Ma dimmi, Frate, dimmi,
in quale vile parte di questa anatomia
risiede il mio nome? Dimmelo,
ch’io possa saccheggiare l’odiosa residenza.
FRATE LORENZO
Ferma quella tua mano disperata! Sei un uomo?
Il tuo aspetto grida di sì, ma le tue lacrime sono da donna,
e le tue azioni selvagge mostrano la furia irrazionale
d’una bestia. Sei una donna che impropriamente indossa
le sembianze di un uomo, o una bestia incongrua,
che indossa l’apparenza d’entrambi?
Mi hai sbalordito! Sul mio sacro ordine,
pensavo il tuo carattere ben più temprato!
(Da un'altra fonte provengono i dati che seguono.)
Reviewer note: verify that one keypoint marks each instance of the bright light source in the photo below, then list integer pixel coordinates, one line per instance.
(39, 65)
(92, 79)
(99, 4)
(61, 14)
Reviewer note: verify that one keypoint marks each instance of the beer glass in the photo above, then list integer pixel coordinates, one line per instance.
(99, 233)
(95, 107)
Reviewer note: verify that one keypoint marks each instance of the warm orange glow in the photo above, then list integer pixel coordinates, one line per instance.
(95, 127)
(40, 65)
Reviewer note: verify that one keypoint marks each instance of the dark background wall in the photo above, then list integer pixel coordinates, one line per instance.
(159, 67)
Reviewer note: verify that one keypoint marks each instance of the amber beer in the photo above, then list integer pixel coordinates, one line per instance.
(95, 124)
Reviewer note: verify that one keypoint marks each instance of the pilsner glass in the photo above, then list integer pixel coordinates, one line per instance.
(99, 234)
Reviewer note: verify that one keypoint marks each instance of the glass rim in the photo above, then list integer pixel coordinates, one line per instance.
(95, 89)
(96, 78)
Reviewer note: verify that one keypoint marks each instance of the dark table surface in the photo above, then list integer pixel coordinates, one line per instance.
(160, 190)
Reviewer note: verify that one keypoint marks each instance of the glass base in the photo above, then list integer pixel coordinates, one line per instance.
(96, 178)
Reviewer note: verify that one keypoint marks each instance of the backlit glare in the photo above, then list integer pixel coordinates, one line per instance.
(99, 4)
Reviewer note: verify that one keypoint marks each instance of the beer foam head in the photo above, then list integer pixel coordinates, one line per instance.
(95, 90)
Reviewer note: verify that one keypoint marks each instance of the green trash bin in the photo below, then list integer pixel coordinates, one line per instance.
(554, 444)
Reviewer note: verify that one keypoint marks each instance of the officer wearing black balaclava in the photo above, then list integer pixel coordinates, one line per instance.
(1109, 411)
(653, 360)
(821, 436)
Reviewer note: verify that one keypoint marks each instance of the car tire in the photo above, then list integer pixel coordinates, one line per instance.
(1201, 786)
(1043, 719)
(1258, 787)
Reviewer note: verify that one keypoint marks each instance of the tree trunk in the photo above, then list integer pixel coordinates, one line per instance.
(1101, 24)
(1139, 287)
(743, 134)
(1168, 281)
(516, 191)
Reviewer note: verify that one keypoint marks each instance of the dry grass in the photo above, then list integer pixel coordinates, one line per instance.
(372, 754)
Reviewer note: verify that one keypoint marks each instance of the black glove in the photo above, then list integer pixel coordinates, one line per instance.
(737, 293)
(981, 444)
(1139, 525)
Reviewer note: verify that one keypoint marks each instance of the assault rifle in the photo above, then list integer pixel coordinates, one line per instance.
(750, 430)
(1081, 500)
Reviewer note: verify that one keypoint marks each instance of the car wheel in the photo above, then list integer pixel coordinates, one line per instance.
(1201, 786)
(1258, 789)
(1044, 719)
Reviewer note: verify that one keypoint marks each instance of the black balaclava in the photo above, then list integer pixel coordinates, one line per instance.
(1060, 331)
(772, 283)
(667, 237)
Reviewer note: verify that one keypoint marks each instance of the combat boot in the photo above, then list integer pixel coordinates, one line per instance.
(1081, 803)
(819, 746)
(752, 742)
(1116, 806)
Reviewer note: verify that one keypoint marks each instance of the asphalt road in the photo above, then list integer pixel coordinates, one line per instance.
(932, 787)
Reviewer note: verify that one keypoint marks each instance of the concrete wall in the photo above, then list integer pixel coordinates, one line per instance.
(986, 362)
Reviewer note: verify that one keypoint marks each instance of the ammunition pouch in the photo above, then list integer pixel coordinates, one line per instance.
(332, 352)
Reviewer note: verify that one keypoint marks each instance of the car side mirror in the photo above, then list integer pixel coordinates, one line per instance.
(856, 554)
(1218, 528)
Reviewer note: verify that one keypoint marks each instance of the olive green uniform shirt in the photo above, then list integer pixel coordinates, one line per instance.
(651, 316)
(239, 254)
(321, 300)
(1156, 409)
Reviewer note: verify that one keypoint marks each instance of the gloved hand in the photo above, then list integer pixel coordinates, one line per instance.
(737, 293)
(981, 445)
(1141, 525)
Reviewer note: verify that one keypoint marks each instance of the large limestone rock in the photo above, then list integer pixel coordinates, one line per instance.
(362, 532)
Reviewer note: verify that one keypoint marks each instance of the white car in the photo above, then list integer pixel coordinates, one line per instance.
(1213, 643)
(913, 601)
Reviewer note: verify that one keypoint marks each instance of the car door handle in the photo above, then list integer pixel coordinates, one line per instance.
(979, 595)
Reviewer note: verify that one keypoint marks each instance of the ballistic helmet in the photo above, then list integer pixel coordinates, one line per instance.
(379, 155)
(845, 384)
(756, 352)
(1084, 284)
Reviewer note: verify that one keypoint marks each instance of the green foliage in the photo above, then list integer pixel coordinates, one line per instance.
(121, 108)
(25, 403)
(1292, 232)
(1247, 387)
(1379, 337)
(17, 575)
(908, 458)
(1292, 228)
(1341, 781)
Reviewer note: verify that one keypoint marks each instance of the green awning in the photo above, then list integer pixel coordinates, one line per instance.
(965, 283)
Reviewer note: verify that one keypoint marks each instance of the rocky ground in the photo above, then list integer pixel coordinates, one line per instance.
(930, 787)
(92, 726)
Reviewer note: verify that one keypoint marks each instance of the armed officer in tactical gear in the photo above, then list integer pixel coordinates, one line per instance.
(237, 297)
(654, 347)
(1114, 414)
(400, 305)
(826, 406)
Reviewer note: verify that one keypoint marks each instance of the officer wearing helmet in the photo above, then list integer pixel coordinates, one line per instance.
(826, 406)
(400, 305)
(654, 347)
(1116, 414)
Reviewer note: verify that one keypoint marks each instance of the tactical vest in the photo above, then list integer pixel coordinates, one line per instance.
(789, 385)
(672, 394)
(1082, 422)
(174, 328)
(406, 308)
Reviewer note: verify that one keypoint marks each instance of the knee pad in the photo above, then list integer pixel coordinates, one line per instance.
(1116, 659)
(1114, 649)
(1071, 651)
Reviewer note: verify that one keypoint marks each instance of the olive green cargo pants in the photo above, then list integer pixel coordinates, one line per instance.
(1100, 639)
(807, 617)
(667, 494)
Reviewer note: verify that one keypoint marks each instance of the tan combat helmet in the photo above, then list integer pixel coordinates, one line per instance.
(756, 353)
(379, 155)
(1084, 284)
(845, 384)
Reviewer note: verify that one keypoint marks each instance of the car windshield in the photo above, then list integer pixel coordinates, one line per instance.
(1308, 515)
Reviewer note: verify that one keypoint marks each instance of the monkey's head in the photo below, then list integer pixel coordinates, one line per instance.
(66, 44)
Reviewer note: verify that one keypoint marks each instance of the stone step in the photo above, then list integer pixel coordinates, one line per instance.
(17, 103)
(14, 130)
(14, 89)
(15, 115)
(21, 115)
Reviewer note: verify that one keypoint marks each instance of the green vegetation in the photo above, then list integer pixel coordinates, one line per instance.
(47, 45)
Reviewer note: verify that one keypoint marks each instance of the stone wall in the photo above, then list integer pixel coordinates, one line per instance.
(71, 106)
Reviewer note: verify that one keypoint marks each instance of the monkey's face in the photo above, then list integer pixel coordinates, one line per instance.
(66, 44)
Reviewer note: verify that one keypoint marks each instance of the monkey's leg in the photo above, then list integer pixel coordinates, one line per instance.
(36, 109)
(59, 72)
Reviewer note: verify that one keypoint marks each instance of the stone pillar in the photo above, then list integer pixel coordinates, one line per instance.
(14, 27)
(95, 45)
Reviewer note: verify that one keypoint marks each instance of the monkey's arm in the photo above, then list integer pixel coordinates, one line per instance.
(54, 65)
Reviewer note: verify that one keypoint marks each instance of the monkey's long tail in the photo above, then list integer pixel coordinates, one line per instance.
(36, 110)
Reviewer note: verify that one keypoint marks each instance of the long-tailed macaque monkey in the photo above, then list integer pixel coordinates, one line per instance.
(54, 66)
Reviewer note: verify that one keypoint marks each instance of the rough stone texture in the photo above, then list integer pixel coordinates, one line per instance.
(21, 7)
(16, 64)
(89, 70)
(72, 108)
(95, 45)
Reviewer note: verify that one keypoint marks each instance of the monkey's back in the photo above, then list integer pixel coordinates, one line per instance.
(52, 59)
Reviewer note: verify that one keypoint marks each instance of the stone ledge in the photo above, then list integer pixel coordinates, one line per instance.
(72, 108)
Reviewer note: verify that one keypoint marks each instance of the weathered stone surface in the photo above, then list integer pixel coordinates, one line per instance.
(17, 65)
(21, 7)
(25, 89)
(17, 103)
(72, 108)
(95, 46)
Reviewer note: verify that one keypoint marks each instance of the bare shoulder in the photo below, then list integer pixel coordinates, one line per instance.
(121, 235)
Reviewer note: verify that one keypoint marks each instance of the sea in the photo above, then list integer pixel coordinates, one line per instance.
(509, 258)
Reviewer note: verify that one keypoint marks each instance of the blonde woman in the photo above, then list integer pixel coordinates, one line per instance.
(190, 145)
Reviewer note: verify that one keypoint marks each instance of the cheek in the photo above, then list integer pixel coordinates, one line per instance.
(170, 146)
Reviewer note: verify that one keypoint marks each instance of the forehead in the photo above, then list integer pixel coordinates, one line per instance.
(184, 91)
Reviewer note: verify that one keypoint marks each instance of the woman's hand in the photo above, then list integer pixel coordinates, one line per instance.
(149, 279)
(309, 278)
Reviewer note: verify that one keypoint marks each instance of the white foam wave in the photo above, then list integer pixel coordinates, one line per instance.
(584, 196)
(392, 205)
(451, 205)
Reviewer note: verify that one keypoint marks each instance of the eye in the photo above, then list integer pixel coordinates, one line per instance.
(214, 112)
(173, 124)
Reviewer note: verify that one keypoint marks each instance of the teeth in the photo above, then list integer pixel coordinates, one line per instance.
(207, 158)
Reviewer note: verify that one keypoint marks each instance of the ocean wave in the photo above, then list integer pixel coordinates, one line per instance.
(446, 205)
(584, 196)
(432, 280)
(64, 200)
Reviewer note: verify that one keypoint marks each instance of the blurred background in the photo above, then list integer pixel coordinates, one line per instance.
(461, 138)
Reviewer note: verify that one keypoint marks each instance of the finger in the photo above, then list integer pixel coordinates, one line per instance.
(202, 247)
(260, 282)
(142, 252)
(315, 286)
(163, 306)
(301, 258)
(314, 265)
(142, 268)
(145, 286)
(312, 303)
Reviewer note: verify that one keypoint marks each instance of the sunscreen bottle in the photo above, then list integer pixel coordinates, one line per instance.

Hai ucciso Tebaldo? Ti vuoi suicidare,
e uccidere così la tua donna che vive della tua vita,
volgendo il tuo odio maledetto contro te stesso?
Perché maledici la tua nascita, il cielo e la terra?
Forse perché nascita, cielo e terra,
tutti e tre in un solo istante si sono incontrati in te,
tu in un solo istante tutti e tre li vuoi perdere?
Vergogna, vergogna, fai disonore al tuo corpo, al tuo amore,
al tuo spirito, tu, che come un usuraio, ricco di tutto,
non usi nulla in modo legittimo per adornare
il tuo corpo, il tuo amore, il tuo spirito.
Il tuo bel corpo è solo un manichino di cera
che si allontana dalle virtù di un uomo;
il caro amore che giuri è uno spergiuro
che uccide la donna che hai fatto voto d’amare;
e il tuo spirito, corona del corpo e dell’amore,
fallisce nel guidarli, come polvere da sparo
nella fiaschetta d’una recluta inesperta
per la tua ignoranza prende fuoco,
e sei fatto a pezzi da ciò che doveva difenderti.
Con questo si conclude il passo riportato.